Anecdotique Mexique 

Et hop, un article thématique tout en anecdotes pour garder bien au chaud ces tranches de vie qu’on n’aimerait pas oublier. 

  • Mismaloya, village de pêcheurs à 2 kilomètres d’où on fait le bénévolat. On y marche pour aller à la « salle de billard » dont on parle avec les locaux depuis une semaine. On galère bien à la trouver, cett salle installée en fait dans un entrepôt sans finition ni enseigne. Il n’empêche, on s’éclate quand même bien en jouant quelques parties, dont l’une est interrompue par l’arrivée d’un motard qui a décidé de se parquer…directement DANS le bar! Une apparition qui ne fait marrer que nous et ne semble pas troubler les autres tables.
  • Le cantonnier qui dort à poings fermés à l’arrière du camion-poubelle, à même les sacs, éreinté par sa matinée de travail. À sa décharge, il faut dire qu’un travail de brutes est effectué directement dans la rue où le verre, le fer et autres matériaux recyclables sont séparés des ordures ménagères pendant la collecte. 

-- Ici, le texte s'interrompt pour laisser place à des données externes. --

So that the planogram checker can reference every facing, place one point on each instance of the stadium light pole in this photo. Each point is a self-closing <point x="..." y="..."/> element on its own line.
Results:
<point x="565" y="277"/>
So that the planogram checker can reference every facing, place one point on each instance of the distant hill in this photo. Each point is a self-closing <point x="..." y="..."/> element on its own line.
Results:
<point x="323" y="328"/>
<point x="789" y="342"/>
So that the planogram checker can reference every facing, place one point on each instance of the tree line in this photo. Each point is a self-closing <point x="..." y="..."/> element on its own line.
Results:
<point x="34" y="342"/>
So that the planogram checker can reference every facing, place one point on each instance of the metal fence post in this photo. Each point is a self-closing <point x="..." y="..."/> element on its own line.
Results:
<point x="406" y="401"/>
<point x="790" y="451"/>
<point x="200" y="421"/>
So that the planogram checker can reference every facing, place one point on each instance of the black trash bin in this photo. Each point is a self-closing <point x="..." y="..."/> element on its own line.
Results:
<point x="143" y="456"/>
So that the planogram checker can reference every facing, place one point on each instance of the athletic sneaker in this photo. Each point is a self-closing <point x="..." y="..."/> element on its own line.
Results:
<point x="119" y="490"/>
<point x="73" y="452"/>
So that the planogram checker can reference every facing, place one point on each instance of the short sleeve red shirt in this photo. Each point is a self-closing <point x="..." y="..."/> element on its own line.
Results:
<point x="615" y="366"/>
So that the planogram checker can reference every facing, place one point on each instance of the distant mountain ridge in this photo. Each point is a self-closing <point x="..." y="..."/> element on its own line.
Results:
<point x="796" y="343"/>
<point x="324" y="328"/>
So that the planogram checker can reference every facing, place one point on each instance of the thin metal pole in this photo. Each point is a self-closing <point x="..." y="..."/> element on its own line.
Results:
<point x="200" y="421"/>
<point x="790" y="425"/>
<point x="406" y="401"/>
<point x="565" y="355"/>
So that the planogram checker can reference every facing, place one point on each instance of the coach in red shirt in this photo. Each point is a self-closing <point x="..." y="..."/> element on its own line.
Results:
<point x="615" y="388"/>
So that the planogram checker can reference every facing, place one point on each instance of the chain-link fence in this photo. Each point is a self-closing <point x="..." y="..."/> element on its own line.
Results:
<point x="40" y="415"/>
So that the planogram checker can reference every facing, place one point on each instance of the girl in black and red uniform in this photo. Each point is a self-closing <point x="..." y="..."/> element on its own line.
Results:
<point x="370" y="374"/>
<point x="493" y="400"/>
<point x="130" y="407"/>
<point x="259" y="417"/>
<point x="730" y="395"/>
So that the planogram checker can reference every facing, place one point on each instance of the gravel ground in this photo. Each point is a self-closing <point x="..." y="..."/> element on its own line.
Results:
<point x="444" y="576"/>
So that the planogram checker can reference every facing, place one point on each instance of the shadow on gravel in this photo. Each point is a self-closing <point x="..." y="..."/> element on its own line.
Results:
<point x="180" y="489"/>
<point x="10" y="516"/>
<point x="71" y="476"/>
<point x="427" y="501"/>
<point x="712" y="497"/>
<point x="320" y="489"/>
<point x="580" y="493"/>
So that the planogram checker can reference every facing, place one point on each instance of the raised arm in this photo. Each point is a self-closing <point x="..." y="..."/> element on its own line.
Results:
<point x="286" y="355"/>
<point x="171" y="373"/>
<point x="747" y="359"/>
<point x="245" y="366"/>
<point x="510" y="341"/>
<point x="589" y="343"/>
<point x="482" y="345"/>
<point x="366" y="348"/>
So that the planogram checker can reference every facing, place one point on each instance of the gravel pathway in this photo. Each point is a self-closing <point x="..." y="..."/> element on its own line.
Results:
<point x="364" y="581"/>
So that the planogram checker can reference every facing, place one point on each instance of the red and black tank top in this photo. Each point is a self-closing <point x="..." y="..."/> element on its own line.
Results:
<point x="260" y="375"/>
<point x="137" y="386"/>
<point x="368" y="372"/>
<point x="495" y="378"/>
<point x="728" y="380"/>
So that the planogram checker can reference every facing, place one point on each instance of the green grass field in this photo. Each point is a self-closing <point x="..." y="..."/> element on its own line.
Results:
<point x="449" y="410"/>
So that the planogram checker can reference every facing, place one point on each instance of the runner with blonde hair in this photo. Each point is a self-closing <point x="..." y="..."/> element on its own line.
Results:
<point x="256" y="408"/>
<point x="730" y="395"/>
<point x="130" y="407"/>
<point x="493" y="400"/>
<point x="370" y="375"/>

  • Poubelles toujours, on a assisté à une flash mob très atypique à Huatulco. AttabléEs pour manger, on a tout à coup vu sortir tout le voisinage en même temps, sac poubelle à la main. Tout ce beau monde s’est pointé pile au moment où le camion poubelle lui aussi arrivait, comme s’il y avait une heure unique et précise pour évacuer son bazar. Une belle preuve que la ponctualité mexicaine, c’est possible!
  • Vendredi soir, heure de pointe. Le bus qui nous emmène à Chapala est bondé. Les dernières personnes qui montent s’ammassent tant bien que mal dans le couloir central. Et bien la forte affluence ne dispense pas les passagerEs de payer quand même leur ticket au chauffeur. Sauf que, comme c’est compliqué d’aller vers lui quand on est coincé à l’arrière, une sorte de téléphone arabe de la monnaie s’organise. On se passe les pesos de main en main, en criant sa destination. Les pièces circulent dans un sens, puis le retour de monnaie circule dans l’autre. « Qui a donné 10 en trop? Qui descend à Chapala? » Le bordel est joyeux mais très bien organisé au final… 
  • Le vendeur de rue qui propose ses tabourets et cadres de lit à la criée en bas de la « maison ». Sauf qu’il se trimballe les meubles sur le dos, meubles empilés avec prodigiosité sur ses épaules… 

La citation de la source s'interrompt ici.